Our expert believes that this situation is just one example of misaligned incentives in the healthcare space.

>Coinstar concerns

September 29, 2009

>Presenter of company and others cite CFO exit and lack of transparency of company on recent asset sale and other issues as reasons for lightening up on positions. A lot of concern here that the company has interesting strategy but transparency during this kind of transition and MCD seeming very cheap sale of position creates concerns.

>Dallas visit

September 25, 2009

>Contacts continue to believe pricing just wont change as we go into colder months any more than seasonal adjustments. Now with all new oil finds even more compelling that oil is coming down to historic ratios rather than gas going up. These are locals that might be very close to the trees but they are feeling strongly that a lot of natural gas reserves and needing to be drilled on leased land.

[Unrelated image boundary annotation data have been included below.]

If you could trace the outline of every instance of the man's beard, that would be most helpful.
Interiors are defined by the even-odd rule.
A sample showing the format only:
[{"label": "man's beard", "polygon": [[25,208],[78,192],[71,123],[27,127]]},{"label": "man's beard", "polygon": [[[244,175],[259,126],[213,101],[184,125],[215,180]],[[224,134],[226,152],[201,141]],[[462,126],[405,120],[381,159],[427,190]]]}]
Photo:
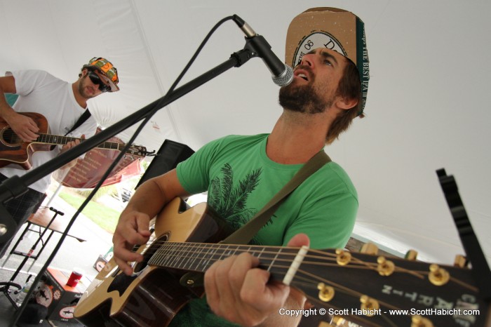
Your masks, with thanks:
[{"label": "man's beard", "polygon": [[330,107],[332,97],[321,98],[311,85],[290,84],[280,88],[279,102],[285,109],[314,114],[324,112]]}]

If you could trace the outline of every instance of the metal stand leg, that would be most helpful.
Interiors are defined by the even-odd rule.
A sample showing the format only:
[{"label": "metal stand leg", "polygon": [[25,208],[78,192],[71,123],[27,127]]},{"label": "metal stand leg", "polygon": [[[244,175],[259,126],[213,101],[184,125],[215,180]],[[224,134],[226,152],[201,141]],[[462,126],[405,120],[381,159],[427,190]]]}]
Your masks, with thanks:
[{"label": "metal stand leg", "polygon": [[[37,240],[36,240],[36,241],[32,245],[32,246],[31,247],[31,249],[29,251],[29,252],[27,253],[25,253],[23,252],[20,252],[20,251],[18,251],[15,250],[17,248],[17,246],[18,246],[19,243],[22,240],[22,237],[24,237],[24,235],[25,234],[25,233],[28,230],[32,230],[32,229],[29,229],[32,224],[28,221],[27,225],[24,229],[22,234],[19,237],[19,239],[17,241],[17,242],[14,245],[13,248],[11,251],[11,253],[8,255],[9,256],[7,258],[7,259],[8,259],[8,258],[10,258],[10,255],[12,254],[15,254],[15,255],[21,255],[21,256],[24,257],[24,260],[22,260],[22,262],[20,263],[20,265],[19,265],[19,266],[17,268],[17,270],[15,270],[13,274],[11,277],[11,279],[6,282],[0,282],[0,285],[4,286],[4,287],[0,288],[0,291],[4,292],[5,295],[7,297],[7,298],[9,300],[9,301],[13,305],[13,306],[15,307],[15,309],[17,309],[18,307],[17,307],[17,305],[15,304],[15,302],[14,301],[14,299],[12,298],[12,297],[11,296],[11,293],[12,293],[12,291],[10,289],[10,288],[12,286],[17,288],[18,289],[14,291],[13,293],[14,293],[14,294],[18,294],[20,291],[20,290],[22,289],[22,286],[18,283],[14,283],[13,281],[15,279],[15,277],[17,277],[17,276],[19,274],[19,273],[20,272],[20,270],[22,269],[22,267],[24,267],[25,263],[27,262],[27,260],[29,259],[33,259],[33,261],[31,264],[31,266],[29,268],[29,270],[30,271],[31,267],[32,267],[32,265],[34,265],[34,262],[39,257],[39,255],[41,255],[43,250],[44,249],[46,244],[48,243],[48,241],[50,240],[50,239],[51,238],[51,236],[53,235],[53,232],[52,230],[49,230],[49,227],[51,225],[51,223],[53,222],[53,220],[55,220],[55,219],[56,219],[56,217],[58,215],[64,215],[64,213],[62,212],[59,211],[53,207],[51,207],[50,210],[55,213],[55,215],[53,217],[53,218],[51,218],[51,220],[48,223],[48,225],[46,226],[46,227],[44,227],[44,230],[40,233],[39,237],[38,237]],[[48,231],[49,231],[50,234],[49,234],[46,241],[44,241],[43,239],[43,237],[44,236],[44,234]],[[37,247],[39,242],[41,243],[42,246],[41,246],[41,249],[39,250],[39,252],[36,255],[33,255],[33,253],[34,253],[34,251],[36,250],[36,248]],[[29,279],[31,278],[32,276],[32,274],[29,274],[27,279],[26,279],[26,283],[27,281],[29,281]],[[36,285],[33,285],[32,287],[36,287]]]}]

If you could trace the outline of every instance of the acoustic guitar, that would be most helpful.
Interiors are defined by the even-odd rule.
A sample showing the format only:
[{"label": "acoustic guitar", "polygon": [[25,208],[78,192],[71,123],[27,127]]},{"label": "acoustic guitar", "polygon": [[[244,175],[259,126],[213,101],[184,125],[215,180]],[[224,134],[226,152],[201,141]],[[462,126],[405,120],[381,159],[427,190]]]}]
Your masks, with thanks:
[{"label": "acoustic guitar", "polygon": [[[31,157],[36,151],[50,151],[53,145],[64,145],[76,140],[80,142],[84,141],[82,138],[49,134],[48,121],[41,114],[36,112],[22,112],[21,114],[31,117],[34,121],[39,128],[39,133],[37,133],[39,136],[32,142],[24,142],[5,120],[0,118],[0,168],[10,164],[16,164],[18,168],[28,170],[32,167]],[[126,145],[105,142],[96,147],[121,151]],[[131,145],[126,153],[135,156],[144,157],[147,152],[144,147]]]},{"label": "acoustic guitar", "polygon": [[[166,326],[203,288],[187,272],[248,252],[273,279],[290,280],[314,307],[305,316],[330,326],[332,317],[363,326],[484,326],[487,307],[470,270],[341,249],[309,250],[216,243],[228,232],[206,203],[175,199],[156,217],[154,238],[137,251],[132,276],[114,260],[81,296],[74,317],[88,327]],[[278,312],[278,314],[291,312]],[[357,325],[358,324],[358,325]]]}]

>Five Tips for a Recession

September 24, 2009

>Bart Perkins, the Chair of Roulston Research’s technology expert community, recently attended a venture capital lunch forum where an editor from WIRED magazine gave a presentation entitled “Five Tips for a Recession”. They were:

  1. Don’t wait for innovation
  2. Boost R&D and grab talent
  3. Start a company, the technology tools you need are cheap
  4. Make innovation central to your business
  5. Think like a VC

He used Apple and Dell as examples for #2. During the last recession, Apple grabbed talent and continued to pursue an aggressive R&D program. Dell cut these expenses in response to the economic conditions. For #3, his examples were cloud computing and open source software. Both models have drastically reduced the need to purchase, run and maintain your software. And for #5, his point was that while big companies will kill projects with a 70% chance of failure, VCs will gladly accept a project that has a 30% chance of success.

>Our Boston presenter is still very bullish on Dice Hodings (DHX:NYSE). The stock is currently trading at $6.83, a 70% increase from $4 where he recommended the name back in May. This leading provider of online recruitment services is just starting to see a turn in online employment listings, the development which won’t show in the results for another 1-2 quarters. The company’s platform is a category killer and with the stock trading at 10x its trough EBITDA, 6 times midcycle EBITDA, there is still significant upside left.

September 22, 2009

>At at our last Dallas Small Cap idea forum in June we had 5 stocks presented. One presenter never made it during the horrendous downpour. The five stocks presented(recommendedprice,current price) were;

EMS ($33.89, $47.51)

BLC ($2.02, $4.57)

MIM ($8.36, $13.60)

LFUS ($19.63, $28.07)

FSC ($8.98, $11.17)

Needless to say since June 11 the markets have done well but this is remarkable

>Our Dallas presenter no longer recommends Fifth Street Financial (NYSE: FSC) as a Buy. The stock is currently trading at $11.04, very close to his target. The company received a $50 million credit facility from Wachovia a week ago. Fifth Street Financial has been approved for an SBIC license, but it hasn’t been formally granted yet. Business trends are improving. Still, the presenter has significantly reduced his position and is no longer recommending the name to new investors.

>EMS has moved 50% since our Dallas presenter recommended the name in June. He purchased more shares in mid $40’s, just below the current price. It’s no longer an aggresive buy, but if investors are looking for a stable name with a bit of an upside, EMS certainly fits that criteria. The company raised it guidance by 15% on the last earnings call. The presenter’s target is mid $50’s, based on 8-9 times next year’s EBITDA.

>Craig Johnson, President, Customer Growth Partners and the chair of our Consumer Community is a frequent contributor to Bloomberg, Barron’s, WSJ and other media outlets. In just the last two days, Craig could be heard and seen on Bloomberg Radio and Fox, giving his perspective on August retail sales, consumer spending, on the recent Best Buy quarterly release. Craig remains unconvinced that we’re witnessing a consumer recovery. He believes only the value end of the retail spectrum is seeing some uptick in spending.